Faszinierend ist Sherryl Vints Arbeit zum kontrafaktischen Science-Fiction Film, weil sie sich nicht nur einem Sub-Genre widmet, einer Nische zwischen Dokumentation und historischem Schraubendrehen, sondern ihre Filmbeispiele abseits des etablierten Filmkanons wählt und in gewisser Weiße als Vorgriff zu Sobchaks Essays lesbar ist. Die abjekten Zeiten nach dem 11. September könnten auf einer „Unfähigkeit, uns die Zukunft als einen Ort des radikalen Unterschieds vorzustellen“ (S. 76) fußen. Kontrafaktizität lebt nicht vom Neudenken des Schienen-Netzwerks der Geschichtlichkeit, sondern von der Umstellung der Weichen. Die Umgebung aber, so das Fazit, bleibt bestehen. Unter den Pessimismus in Sobchacks Essay mischt sich nun ein gewisser Determinismus.

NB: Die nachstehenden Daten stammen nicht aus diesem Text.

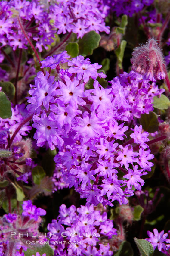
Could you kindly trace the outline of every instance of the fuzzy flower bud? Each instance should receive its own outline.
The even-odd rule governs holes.
[[[165,78],[165,67],[161,50],[154,39],[134,50],[131,59],[132,69],[151,81]]]

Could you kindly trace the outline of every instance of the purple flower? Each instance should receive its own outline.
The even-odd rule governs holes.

Die Verstrickung von Big Government, Big Data und Cyborgisierung kristallisiert sich in Karin Harrassers Essay heraus, die die Dimensionen der Biopolitik, „also der Regierung des Lebens“ (S. 86) kritisch betrachtet und dabei neben einer klugen Retrospektive Donna Haraways Arbeit zum Feminismus den Zeitgeist der Gouvernmentalität in Rückkopplung zwischen Kino und Gesellschaft offenlegt. Denn es „lässt sich nie so genau sagen, ob man sich selbst regiert oder ob man regiert wird, da die Selbstregulierung ja die dominante Regierungsform ist.“ (S. 91) Da kann wohl nur noch das Kino Abhilfe leisten.

Aus dem Rahmen fällt Winfried Pauleits medienwissenschaftlicher Beitrag über den visuellen Diskurs zu Archiv und Museum, da er bemüht, aber nicht sonderlich überzeugend versucht aufzuzeigen, dass das europäische Kino den Archivdiskurs „reflektiert, kommentiert und in manchen Fällen sogar vorwegnimmt.“ (S. 106) Doch Fremdkörper sind machmal still und heimlich die ertragreichsten.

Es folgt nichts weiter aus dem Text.